Voilà maintenant quinze ans que le cinéaste mexicain, issu de cette nouvelle vague de talentueux réalisateurs sud-américains dont font partie entre-autre Alfonso Cuarón et Guillermo del Toro, gravite les différents paliers exigés pour atteindre les sommets espérés à Hollywood.
Après le succès de Birdman (quête initiatique fantasmée sur la psyché humaine et la reconnaissance artistique) et ses quatre Oscars (dont celui du meilleur réalisateur), Iñárritu continue à faire parler de lui, puisqu’il est candidat à sa propre succession pour son nouveau film.
Cette année, The Revenant arrive sur les écrans, entaché de nombreuses rumeurs, dont les médias se sont empressés de proliférer pour forger ce qui est d’ores et déjà « la légende du Revenant ».
Conditions extrêmes voir insoutenables (du moins pour certains techniciens qui ont décidé de quitter le navire en cours de route), mégalomanie de son réalisateur, performance engagée de l’acteur,… Tout cela alimente depuis déjà plusieurs mois une certaine effervescence qui se traduit tout autant par DiCaprio et son hypothétique Oscar que par son réalisateur qu’on attend au tournant après son triomphe « resurgere ».
Sans boniments, The Revenant est une vraie expérience sensorielle et purement visuelle, comme l’était déjà Birdman. Mais là où Iñárritu va encore plus loin, c’est dans le défi qu’il lance aux spectateurs. Car si The Revenant est un film à Oscars, il est loin d’être un film tout public et accessible à tous. Sous ses airs de Survival et de Rape and Revenge, deux genres empruntés au cinéma d’horreur, The Revenant est un film éprouvant, primitif et sanglant par moment.
Rien n’est épargné aux spectateurs, que ce soit la scène, désormais culte, de l’attaque du grizzli ou les nombreuses séquences de barbaries d’une rare violence (à cela, la scène d’intro reste la plus saisissante).
L’expérience est parfois harassante, mais elle en vaut son pesant d’or, tant le film regorge de virtuosités de par la maestria de sa mise en scène (Lubezki en course pour sa troisième statuette) et de par la richesse de son univers.
Cette nature qui reprend ses droits sur l’homme en l’espace de deux heures trente, hante de manière incessante le film, comme une entité aux pouvoirs divins. A la manière d’un Malick, le mexicain personnifie cette nature viscérale et congénitale. Ses nombreux plans hypnotiques et contemplatifs apparaissent à chaque fois comme de nouveaux coups de pinceaux, symboles iconographiques et oniriques des nombreuses formes que prend le personnage de Glass (DiCaprio), à l’image du phœnix qui renaît de ses cendres. Car si Glass réussi à survivre à ses nombreuses péripéties, c’est avant tout grâce à son unification avec mère nature. La nature devient homme et l’homme devient nature, parabole qui trouve tout son sens dans cette perpétuelle antinomie entre la sauvagerie et la civilisation de l’être, qui ici, tombe tel un château de cartes.

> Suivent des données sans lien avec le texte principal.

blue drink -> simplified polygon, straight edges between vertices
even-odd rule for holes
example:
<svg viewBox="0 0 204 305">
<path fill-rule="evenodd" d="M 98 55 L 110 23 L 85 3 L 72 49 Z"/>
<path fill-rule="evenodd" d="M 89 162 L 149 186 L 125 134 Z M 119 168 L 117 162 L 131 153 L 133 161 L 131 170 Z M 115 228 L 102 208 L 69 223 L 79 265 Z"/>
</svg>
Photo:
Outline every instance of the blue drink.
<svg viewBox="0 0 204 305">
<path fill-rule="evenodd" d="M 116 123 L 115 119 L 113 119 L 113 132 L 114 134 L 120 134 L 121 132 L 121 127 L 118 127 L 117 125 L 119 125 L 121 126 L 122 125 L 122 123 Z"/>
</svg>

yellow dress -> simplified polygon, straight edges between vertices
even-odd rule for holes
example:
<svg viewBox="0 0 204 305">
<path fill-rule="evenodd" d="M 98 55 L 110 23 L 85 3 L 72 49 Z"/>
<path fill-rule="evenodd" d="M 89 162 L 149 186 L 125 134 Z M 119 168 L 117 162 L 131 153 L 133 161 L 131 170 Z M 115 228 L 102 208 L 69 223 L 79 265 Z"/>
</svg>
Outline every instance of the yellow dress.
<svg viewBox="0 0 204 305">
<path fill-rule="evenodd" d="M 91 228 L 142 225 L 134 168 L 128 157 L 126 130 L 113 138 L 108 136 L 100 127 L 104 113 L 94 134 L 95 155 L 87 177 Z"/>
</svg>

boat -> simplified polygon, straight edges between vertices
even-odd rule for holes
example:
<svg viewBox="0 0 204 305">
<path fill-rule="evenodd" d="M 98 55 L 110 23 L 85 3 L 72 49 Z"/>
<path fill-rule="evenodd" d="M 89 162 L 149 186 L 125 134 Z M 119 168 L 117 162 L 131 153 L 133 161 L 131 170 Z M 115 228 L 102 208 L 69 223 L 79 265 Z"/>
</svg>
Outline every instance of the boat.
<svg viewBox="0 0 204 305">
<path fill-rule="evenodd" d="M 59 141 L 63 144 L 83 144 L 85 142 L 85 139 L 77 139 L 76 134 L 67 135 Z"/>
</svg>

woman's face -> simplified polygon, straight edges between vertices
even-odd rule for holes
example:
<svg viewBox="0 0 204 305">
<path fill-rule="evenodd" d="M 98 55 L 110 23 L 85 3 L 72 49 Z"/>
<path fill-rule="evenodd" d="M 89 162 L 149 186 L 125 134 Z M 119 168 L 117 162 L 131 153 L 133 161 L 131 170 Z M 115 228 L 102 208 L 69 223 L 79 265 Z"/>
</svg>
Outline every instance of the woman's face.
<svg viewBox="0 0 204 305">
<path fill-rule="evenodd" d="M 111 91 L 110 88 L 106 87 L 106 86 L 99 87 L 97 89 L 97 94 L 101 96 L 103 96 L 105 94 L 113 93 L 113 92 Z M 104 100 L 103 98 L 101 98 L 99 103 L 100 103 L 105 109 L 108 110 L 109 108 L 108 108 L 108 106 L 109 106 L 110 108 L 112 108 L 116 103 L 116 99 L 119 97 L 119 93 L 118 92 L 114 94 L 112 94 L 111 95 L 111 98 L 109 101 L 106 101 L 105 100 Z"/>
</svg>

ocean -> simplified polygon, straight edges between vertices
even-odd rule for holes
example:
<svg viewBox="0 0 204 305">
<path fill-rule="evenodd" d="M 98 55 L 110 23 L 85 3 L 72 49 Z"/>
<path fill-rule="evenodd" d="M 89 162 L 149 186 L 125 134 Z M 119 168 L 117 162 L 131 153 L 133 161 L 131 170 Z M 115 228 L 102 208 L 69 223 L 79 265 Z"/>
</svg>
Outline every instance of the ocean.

Et si l’homme décide de renier et de devancer la nature, il devient fourbe et avide comme Fitzgerald (Tom Hardy).
The Revenant, avant d’être conceptuel, se veut aussi être un produit avant tout formel et à ça, le long-métrage force l’admiration. Encore une fois, Iñárritu s’amuse à distendre la temporalité de son film à travers de longs plans séquences. Tout est sublime et parfaitement maitrisé, la fluidité à laquelle il s’éprend à filmer ses scènes de batailles est ébouriffante. L’outil visuel est ici, au service des décors et de l’action qu’il capte et sans concession, The Revenant est certainement l’une des œuvres contemporaines les plus immersives qui soit.
Aujourd’hui, rien ni personne ne semble pouvoir arrêter Alejandro. G. Iñárritu, même pas Tarantino avec son The Hateful eight, qui plus que probablement devrait signer un doublé, ce qui serait une première depuis 1951. Pour ce qui est de Léo, cette fois-ci, c’est la bonne !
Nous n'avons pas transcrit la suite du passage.